Results of a randomized, double-blind, double-dummy, active-controlled 26-week trial have indicated that liraglutide can be used as an add-on to metformin for patients with type 2 diabetes who have remained hyperglycemic.
Dr. Maximo Maislos
“Switching from sitagliptin to liraglutide resulted in superior [glycated hemoglobin] and body weight reductions, compared with continued sitagliptin treatment,” said Dr. Maximo Maislos of Ben-Gurion University, Beer-Sheva, Israel.
The LIRA-SWITCH trial (Efficacy and Safety of Switching From Sitagliptin to Liraglutide in Subjects With Type 2 Diabetes Not Achieving Adequate Glycaemic Control on Sitagliptin and Metformin) involved 407 patients. The majority (60%) were male; mean age was 56 years and mean body mass index was 32 kg/m2. The subjects had all been treated with sitagliptin (100 mg/day) and metformin (greater than or equal to 1,500 mg/day or a maximum tolerated dose greater than or equal to 1,000 mg/day) for at least 90 days. Hyperglycemia had not been well controlled, with a mean hemoglobin A1C (HbAIC) level of 8.3% (67 mmol/mol). The mean duration of type 2 diabetes was 8 years.
Subjects were randomized to continued sitagliptin along with metformin (n = 204) or liraglutide (1.8 mg daily) along with metformin (n = 203).
After 26 weeks of treatment, reduction in HbAIC was significantly greater in the liraglutide arm than in the sitagliptin arm (1.14% vs. 0.54%; estimated treatment difference [ETD], –0.61%; 95% confidence interval, –0.82 to –0.40; P less than .0001). Those receiving liraglutide had statistically significantly greater weight loss, compared with those who continued on sitagliptin.

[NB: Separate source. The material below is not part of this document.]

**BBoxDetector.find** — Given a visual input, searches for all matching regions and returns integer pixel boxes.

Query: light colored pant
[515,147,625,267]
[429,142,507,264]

The less than 7% and less than or equal to 6.5% target levels of HbAIC were achieved by 50.6% and 29.5%, respectively, of patients in the liraglutide arm. These percentages were significantly higher than the respective 26.9% and 9.9% of patients in the sitagliptin arm (P less than .0001 for both). Fasting plasma glucose levels were significantly reduced with liraglutide treatment while decreases in systolic and diastolic blood pressure were similar in the two study arms.
Adverse events (AEs) occurred more often in the liraglutide group than in the sitagliptin group (68.8% vs. 56.9%). Thirteen patients receiving liraglutide discontinued treatment, compared with five in the sitagliptin arm. The most common AEs in the liraglutide group were gastrointestinal disorders, principally nausea (21.8% with liraglutide vs. 7.8% with sitagliptin) and diarrhea (16.3% with liraglutide vs. 9.3% with sitagliptin), followed by decreased appetite (8.9% vs. 3.4%, respectively). These AEs tended to subside within the first few weeks of treatment.
Serious AEs occurred in eight patients in both arms. Rescue medication was needed for 30 patients receiving sitagliptin and 11 patients receiving liraglutide. No cases of pancreatitis were reported. In the sitagliptin group, one subject each developed bladder cancer and squamous cell carcinoma. Nocturnal hypoglycemia did not develop in either trial arm.
Funding was provided by liraglutide maker Novo Nordisk. Dr. Maislos had no disclosures.